Industry insiders said that the loss of control of the two dairy subsidiaries and no longer consolidated treatment may be due to the fact that the company’s future listing, if this part of the income is too high and inconsistent with the main business, it may not be conducive to listing.
pe / VC listing and financing discussed again in Shenzhen
From international experience, IPO of investment institutions is not uncommon. Blackstone, an old institution, was listed on the New York Stock Exchange in 2007. KKR, which has just entered China for fund-raising, also landed on the New York Stock Exchange in 2010. In fact, China’s capital market has also explored the listing of venture capital institutions.
From 2014 to 2015, with the arrival of the bull market in China’s secondary market, the financing in the primary market also ushered in explosive growth.

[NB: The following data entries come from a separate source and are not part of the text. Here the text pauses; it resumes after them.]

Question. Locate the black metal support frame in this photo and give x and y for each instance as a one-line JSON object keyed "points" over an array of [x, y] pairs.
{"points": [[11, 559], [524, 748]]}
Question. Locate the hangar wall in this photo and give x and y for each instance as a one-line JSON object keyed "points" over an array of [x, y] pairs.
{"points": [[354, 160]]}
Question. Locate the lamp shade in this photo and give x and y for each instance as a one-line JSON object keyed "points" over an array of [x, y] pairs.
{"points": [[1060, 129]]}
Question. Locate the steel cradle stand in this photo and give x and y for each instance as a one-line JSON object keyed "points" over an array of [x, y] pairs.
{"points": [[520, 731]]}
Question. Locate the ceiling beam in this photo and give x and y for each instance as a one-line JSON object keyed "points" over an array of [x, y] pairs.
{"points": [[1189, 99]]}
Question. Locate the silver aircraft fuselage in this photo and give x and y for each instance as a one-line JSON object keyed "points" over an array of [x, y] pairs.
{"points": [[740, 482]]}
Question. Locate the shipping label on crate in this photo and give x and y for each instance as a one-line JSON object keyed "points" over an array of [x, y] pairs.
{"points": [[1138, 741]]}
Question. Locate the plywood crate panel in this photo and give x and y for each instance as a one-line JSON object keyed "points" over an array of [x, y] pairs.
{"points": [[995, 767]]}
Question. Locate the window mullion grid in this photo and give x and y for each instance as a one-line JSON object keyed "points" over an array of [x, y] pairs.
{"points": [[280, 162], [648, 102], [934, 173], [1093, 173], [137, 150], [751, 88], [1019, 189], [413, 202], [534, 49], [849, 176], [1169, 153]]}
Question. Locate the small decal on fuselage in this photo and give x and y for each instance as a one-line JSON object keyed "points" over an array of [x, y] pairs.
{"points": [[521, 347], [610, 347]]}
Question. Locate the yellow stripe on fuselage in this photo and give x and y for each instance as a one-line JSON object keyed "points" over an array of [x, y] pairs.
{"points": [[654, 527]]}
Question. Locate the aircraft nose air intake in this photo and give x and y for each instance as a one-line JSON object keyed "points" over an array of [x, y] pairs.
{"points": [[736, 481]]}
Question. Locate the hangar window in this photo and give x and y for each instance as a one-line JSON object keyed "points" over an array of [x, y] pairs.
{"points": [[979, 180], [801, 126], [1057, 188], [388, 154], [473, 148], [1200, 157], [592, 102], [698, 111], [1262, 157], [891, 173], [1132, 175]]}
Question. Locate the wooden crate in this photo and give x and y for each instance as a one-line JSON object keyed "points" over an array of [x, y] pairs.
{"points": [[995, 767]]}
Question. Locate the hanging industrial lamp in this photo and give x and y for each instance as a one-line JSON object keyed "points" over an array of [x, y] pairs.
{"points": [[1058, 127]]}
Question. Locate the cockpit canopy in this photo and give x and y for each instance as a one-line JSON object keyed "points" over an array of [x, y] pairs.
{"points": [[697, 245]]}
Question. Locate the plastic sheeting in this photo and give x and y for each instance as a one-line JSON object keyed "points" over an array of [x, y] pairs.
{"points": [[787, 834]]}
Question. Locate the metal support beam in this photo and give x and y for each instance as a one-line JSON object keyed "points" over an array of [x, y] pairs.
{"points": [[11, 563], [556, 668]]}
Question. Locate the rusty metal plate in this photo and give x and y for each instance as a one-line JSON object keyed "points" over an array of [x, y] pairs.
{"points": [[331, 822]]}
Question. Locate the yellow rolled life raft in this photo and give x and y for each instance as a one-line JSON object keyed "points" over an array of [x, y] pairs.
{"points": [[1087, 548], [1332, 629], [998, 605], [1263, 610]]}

At the same time, venture capital institutions appeared as public companies for the first time from behind the scenes, including Kunwu Jiuding Investment Holdings Co.Ltd(600053) , Tiantu investment and so on, which were the company representatives who successfully hung up the listing on the new third board.
With the acceleration of the reform of the registration system, the listing of venture capital institutions has entered the public view again. On April 7 this year, Shenzhen local financial supervision and Administration issued and implemented several measures on promoting the sustainable and high-quality development of venture capital in Shenzhen. In terms of exit channels, it was the first to explore the listing system arrangement of head venture capital enterprises, promote the pilot of PE / VC share transfer, and develop s fund and variable capital.
A Shenzhen equity investment institution told reporters that if venture capital institutions can have the opportunity to be listed on the main board, it will be a significant benefit for the fund’s raising, investment, management and withdrawal, especially the exit channels, will be more diversified. At the same time, under the regulatory measures such as the letter phi of listed companies, the equity investment industry will also be more standardized.